Although the current dataset is limited, we believe the results presented here support the hypothesis that long-circulating liposomes are safe and (pending confirmation in follow up trials) may provide for a favorable tolerability of dexamethasone therapy in MM. Among the most interesting findings are the changes in pharmacokinetic behavior of the GC conferred by liposomal encapsulation. Interestingly, the enormously increased area under the curve (AUC) does not seem translate in high systemic activity, suggested by the limited number of adverse effects observed. Possible steroid-related psychiatric and nervous system-related side effects were seen in one patient. These side effects mostly resolved in the weeks after treatment. With regard to infections, it is noteworthy that although a moderate lung infection and a mild influenza were reported, these resolved and were judged as not related by the investigator.

The observation that a multifold larger AUC does not lead to marked and substantial systemic dexamethasone effects corroborates the assumption that dexamethasone largely remains in its inactive phosphate prodrug form, safely encapsulated in the liposomes, limiting systemic exposure. At the same time, the high plasma concentrations may result in high drug concentrations at target sites, because MM bone marrow lesions are characterized by increased micro-vessel density, permeability, and by ongoing angiogenesis, which could render the target tissue directly accessible to the liposomes [43,44,45]. Here, populations of phagocytosing immune cells can take up and digest the liposomes, liberating the dexamethasone phosphate prodrug and converting it into active dexamethasone that can either exert its pharmacological activity in these immune cells or upon release in other key cells in the pathological lesions, including the myeloma plasma cells.

An obvious limitation of this study is the small number of patients due to the premature closing of the trial.
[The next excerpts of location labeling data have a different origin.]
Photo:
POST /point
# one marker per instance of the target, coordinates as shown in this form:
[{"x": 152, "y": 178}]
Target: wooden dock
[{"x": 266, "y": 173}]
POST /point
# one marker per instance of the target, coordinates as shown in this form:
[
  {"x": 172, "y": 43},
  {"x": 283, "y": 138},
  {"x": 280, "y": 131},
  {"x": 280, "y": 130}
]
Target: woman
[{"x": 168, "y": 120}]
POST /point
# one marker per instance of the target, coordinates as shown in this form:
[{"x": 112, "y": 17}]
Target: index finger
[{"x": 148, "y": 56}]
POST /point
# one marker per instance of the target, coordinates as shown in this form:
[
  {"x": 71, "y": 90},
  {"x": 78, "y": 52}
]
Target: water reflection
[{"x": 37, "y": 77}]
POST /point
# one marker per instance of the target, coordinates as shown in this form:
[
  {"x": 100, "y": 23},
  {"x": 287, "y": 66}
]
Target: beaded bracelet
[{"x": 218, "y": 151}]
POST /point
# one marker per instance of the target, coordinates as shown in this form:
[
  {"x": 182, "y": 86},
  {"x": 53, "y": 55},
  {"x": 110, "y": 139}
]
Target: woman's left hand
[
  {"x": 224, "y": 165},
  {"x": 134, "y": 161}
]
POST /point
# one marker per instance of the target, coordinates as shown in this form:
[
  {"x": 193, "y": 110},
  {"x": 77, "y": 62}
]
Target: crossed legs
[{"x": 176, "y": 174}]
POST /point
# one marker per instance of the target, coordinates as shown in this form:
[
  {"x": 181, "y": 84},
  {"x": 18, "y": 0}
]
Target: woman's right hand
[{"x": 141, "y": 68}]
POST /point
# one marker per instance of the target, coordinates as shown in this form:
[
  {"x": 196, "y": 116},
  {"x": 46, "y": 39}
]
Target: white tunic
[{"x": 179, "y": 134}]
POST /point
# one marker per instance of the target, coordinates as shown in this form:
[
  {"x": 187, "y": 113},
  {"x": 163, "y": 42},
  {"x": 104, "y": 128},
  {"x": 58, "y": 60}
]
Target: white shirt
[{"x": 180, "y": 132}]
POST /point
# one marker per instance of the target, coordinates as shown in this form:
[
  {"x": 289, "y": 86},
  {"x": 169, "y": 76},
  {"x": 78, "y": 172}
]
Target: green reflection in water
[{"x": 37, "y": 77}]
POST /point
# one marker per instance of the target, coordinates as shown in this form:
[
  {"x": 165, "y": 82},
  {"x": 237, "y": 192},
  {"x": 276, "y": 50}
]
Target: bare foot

The study protocol intended a higher number of patients with higher and also repeated doses of dexamethasone. Unfortunately, recruitment into the study became increasingly difficult. When the study was planned, only lenalidomide and bortezomib were widely available. Finally, when the study was running, several more and well-tolerated drugs had been approved for the treatment of multiple myeloma, making inclusion into a study with dexamethasone monotherapy difficult.

The administration of liposomal dexamethasone up to a single dose of 40 mg seems safe and led to extended circulating drug levels, and no dose-limiting toxicities were observed yet. The levels of circulating free active drug were low. There appeared to be a dose-dependent pharmacological effect, as 40 mg of Dex-PL lead to disease stabilization in 4 out of 4 patients at week 4, while 10 mg of Dex-PL resulted in progressive disease in 3 out of 3 patients. Further studies are needed to investigate higher doses, to characterize side effects as well as to identify of the dose-limiting toxicity, and above all to obtain evidence for improved efficacy. Possibly, liposomal dexamethasone can serve as a combination formulation in many drugs regimens in the future, with higher drug concentrations in the bone marrow and fewer side effects due to lower systemic exposure. All in all, this first-in-man MM patient study may provide a stepping stone to future studies in which this potentially safer form of dexamethasone is explored alongside other and newer MM drug combinations.